Well he'll have to get in line behind Canseco who also claims to have introduced McGwire to steroids. I don't think I'll be running out and buying that book anytime real soon.

oneupper
01-25-2009, 12:44 PM
I may be in the minority here, but all this hand wringing over the proof beyond a shadow of the doubt and knowing enough about the juicing to use it in our evaluation of a player's HOF credentials is silly. Proof beyond a shadow of a doubt is strictly a legal concept used in criminal law. We aren't trying to imprison anyone by debating steroids in baseball and their role in evaluating HOF worthiness, so it doesn't apply. You can be sure enough that a player cheated to exclude him for the HOF, yet not have enough evidence to convict them criminally. They are completely separate issues and burdens of proof. And to think that a player could have taken steroids and yet still be worthy of induction? Well, I vehemently disagree.

Great Post. I join you in the minority.

Always Red
01-25-2009, 05:32 PM
Should we keep out players who pretend to be catching a ball to decoy a runner? Should we keep out of the Hall shortstops who don't stay on 2nd base until the catch the ball while turning two? Players that run outside the baselines? Guys who steal signals? Does it matter if they take a peek back at the catcher or are they reading from their lead off second? Should A-Rod be kept out for his bushleague play in Toronto a couple of years ago? Used a spitball? Used a corked bat? Used no-doz? Ritalin? 15 Cups of coffee? Spit on a teammate? Spit on an ump? Cursed out a fan? Cursed out a player? Curse out an ump? What if a guy has a DWI? Hit a teammate? Hit his wife? Smuggled coke in from Canada?
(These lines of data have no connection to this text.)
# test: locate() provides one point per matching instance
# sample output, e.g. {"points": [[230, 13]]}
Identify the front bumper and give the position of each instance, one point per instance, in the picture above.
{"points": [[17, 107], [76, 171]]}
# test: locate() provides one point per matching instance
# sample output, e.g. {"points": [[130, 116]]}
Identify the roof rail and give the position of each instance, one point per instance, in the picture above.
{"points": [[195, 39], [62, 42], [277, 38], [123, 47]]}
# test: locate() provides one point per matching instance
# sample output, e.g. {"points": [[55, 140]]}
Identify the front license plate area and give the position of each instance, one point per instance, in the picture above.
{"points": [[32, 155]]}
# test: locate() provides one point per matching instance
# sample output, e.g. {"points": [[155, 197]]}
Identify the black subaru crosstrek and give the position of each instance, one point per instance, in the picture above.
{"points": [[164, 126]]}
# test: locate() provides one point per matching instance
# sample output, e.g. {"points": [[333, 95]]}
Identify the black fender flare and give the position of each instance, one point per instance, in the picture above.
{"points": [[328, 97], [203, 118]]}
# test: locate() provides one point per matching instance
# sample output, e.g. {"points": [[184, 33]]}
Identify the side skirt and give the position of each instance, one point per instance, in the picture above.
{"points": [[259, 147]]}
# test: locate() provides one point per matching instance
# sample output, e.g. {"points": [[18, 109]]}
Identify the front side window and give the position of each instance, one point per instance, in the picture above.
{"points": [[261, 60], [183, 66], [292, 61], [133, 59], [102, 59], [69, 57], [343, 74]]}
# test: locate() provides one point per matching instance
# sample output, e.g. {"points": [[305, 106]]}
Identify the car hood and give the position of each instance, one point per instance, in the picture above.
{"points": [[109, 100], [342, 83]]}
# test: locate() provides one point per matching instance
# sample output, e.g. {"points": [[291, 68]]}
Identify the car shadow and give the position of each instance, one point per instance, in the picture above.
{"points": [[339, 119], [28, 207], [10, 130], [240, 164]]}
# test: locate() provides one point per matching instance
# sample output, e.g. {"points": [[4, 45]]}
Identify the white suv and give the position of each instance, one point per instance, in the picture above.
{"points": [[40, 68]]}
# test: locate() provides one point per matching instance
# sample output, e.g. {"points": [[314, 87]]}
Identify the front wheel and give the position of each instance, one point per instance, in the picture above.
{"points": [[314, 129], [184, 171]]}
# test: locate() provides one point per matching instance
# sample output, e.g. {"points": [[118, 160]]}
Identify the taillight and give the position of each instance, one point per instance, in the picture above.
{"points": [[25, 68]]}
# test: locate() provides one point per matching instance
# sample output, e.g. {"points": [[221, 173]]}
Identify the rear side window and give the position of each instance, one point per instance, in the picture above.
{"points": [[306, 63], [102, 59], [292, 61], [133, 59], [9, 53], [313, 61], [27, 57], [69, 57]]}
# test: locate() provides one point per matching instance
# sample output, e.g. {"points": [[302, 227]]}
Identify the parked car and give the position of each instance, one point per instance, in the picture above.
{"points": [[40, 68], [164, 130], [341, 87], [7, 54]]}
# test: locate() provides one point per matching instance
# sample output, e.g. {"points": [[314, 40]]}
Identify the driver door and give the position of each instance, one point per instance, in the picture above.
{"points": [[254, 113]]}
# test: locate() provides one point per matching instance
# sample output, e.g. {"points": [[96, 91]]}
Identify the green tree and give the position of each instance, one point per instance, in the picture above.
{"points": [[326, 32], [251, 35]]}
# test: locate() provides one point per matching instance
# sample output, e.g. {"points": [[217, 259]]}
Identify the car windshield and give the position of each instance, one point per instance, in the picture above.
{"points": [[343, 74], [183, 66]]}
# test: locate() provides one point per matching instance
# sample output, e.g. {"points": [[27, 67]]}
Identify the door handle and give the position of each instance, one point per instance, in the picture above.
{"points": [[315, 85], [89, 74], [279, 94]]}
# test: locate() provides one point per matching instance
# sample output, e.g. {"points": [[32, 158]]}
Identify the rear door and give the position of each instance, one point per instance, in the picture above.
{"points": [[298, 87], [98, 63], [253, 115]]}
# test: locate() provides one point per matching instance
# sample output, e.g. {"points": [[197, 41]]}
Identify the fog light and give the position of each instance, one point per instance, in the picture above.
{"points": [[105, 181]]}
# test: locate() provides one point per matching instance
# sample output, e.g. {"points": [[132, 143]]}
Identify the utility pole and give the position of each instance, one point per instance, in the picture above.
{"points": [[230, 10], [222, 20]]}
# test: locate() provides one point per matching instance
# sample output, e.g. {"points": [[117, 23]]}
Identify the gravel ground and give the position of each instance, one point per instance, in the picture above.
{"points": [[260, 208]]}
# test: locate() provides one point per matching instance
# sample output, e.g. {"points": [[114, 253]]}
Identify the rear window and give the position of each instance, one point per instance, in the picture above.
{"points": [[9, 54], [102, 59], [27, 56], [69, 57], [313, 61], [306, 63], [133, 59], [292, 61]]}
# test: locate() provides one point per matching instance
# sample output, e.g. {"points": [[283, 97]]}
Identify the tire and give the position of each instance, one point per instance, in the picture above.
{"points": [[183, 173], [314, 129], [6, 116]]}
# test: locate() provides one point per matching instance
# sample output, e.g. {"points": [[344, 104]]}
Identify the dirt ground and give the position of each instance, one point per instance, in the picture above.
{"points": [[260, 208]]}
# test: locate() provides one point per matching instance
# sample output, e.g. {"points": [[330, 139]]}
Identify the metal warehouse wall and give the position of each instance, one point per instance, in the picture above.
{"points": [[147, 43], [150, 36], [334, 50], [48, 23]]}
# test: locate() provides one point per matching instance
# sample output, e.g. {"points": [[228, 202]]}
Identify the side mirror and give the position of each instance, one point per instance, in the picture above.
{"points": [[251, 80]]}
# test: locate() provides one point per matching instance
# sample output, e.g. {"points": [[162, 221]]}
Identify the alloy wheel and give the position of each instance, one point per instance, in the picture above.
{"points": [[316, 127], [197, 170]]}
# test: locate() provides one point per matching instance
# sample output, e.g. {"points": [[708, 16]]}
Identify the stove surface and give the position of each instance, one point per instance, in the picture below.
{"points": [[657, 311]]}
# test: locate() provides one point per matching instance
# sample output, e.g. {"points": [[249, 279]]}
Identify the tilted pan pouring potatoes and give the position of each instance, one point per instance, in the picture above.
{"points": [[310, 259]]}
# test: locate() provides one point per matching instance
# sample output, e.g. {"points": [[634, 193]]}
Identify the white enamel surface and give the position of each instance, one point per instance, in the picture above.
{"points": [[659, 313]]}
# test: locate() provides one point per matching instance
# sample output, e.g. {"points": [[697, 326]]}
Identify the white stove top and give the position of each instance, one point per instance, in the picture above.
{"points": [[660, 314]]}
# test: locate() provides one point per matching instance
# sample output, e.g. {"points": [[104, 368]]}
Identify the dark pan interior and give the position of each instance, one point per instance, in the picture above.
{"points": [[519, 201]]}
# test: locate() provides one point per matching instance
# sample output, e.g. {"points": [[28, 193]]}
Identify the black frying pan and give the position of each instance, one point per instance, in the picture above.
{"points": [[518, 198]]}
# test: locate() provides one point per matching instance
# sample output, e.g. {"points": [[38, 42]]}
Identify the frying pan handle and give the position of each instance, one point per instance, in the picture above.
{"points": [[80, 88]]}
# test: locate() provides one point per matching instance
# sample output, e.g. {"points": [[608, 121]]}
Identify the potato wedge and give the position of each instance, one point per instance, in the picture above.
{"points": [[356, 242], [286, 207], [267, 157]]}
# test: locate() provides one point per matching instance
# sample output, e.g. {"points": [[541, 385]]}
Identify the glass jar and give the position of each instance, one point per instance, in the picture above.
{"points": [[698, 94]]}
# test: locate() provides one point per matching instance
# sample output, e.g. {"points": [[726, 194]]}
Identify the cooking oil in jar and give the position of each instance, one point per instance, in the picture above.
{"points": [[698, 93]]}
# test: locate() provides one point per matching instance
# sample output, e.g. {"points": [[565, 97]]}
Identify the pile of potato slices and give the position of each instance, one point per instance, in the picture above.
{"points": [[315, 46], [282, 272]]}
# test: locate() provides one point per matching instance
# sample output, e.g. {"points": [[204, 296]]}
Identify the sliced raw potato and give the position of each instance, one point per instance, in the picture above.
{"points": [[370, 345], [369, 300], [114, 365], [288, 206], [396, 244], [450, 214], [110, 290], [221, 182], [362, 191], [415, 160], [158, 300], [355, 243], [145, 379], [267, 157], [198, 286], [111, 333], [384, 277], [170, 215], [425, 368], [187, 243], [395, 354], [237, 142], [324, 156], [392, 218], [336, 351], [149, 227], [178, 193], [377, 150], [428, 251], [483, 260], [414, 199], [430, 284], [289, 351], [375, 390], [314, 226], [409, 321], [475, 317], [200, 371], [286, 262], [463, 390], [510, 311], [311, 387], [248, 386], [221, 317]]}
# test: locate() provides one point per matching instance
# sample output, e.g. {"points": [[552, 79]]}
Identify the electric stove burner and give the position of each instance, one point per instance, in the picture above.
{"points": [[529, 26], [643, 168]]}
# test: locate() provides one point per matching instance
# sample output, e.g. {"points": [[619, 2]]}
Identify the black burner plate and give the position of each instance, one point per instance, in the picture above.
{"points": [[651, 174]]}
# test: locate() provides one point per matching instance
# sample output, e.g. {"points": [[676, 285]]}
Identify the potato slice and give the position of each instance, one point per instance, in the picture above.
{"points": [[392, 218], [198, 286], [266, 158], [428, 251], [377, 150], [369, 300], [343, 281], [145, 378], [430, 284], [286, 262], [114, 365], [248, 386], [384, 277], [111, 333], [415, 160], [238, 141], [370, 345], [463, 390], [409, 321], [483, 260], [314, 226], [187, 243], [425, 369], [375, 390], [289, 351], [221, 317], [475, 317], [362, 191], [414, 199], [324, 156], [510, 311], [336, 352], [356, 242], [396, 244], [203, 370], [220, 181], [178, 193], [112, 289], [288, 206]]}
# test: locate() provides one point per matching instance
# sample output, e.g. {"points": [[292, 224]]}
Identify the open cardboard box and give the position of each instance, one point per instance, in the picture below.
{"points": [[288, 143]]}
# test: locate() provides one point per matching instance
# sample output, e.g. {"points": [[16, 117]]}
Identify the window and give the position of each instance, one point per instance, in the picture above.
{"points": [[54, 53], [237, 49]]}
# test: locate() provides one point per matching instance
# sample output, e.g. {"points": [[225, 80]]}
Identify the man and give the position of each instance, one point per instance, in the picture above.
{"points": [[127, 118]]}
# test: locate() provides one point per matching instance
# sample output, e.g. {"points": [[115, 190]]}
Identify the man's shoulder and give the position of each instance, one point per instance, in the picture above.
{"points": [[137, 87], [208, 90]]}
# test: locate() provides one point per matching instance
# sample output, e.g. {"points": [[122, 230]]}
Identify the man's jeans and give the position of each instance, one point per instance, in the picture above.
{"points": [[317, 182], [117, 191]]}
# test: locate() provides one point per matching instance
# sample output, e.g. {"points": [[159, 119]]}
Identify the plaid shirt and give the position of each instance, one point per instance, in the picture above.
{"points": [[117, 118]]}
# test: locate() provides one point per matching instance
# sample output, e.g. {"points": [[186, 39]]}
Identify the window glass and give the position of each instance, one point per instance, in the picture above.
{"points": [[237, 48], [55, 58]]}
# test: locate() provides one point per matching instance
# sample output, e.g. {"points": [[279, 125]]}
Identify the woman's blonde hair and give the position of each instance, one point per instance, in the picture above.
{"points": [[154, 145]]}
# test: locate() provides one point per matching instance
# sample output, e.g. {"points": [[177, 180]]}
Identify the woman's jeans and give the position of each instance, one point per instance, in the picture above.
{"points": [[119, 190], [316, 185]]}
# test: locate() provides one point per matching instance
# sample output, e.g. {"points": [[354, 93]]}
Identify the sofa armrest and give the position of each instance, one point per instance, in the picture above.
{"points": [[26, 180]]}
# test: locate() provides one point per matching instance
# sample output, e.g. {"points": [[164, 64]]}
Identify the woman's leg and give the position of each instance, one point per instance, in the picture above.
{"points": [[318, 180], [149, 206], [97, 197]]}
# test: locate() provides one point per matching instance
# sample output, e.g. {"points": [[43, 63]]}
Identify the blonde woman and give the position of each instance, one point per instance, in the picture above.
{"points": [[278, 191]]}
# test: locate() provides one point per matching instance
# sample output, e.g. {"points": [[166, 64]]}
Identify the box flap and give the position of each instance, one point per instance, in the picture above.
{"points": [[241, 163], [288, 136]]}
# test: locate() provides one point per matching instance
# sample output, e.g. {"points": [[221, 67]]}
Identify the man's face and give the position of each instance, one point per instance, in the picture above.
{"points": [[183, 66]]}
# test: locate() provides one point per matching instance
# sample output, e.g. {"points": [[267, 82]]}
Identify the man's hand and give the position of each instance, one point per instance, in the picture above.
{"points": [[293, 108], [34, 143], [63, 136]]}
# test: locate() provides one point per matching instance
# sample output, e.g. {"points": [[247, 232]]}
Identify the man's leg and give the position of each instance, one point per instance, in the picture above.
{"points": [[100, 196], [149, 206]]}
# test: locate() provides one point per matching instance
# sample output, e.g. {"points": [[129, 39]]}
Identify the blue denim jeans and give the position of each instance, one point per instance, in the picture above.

What level of cheating is to be condoned or what level leads to a ban? Why does everyone get worked up about the sanctity of the Baseball HOF but not care about the NFL or NBA versions? It is a Hall of Fame. You put in the best players, the ones you remember. If a few infamous guys get in to then so be it. Nothing says the plaque can't have some interesting bits of info on it.

Great question, and it's one that I have asked on this site more than once.

Any Hall of Fame that would include Gaylord Perry needs to think long and hard about disqualifying any other players for "cheating."

westofyou
01-25-2009, 05:42 PM
In a profession where the physical is dominate in the triune nature of man, it would be surprising indeed if we did not find here and there an occasional scalawag.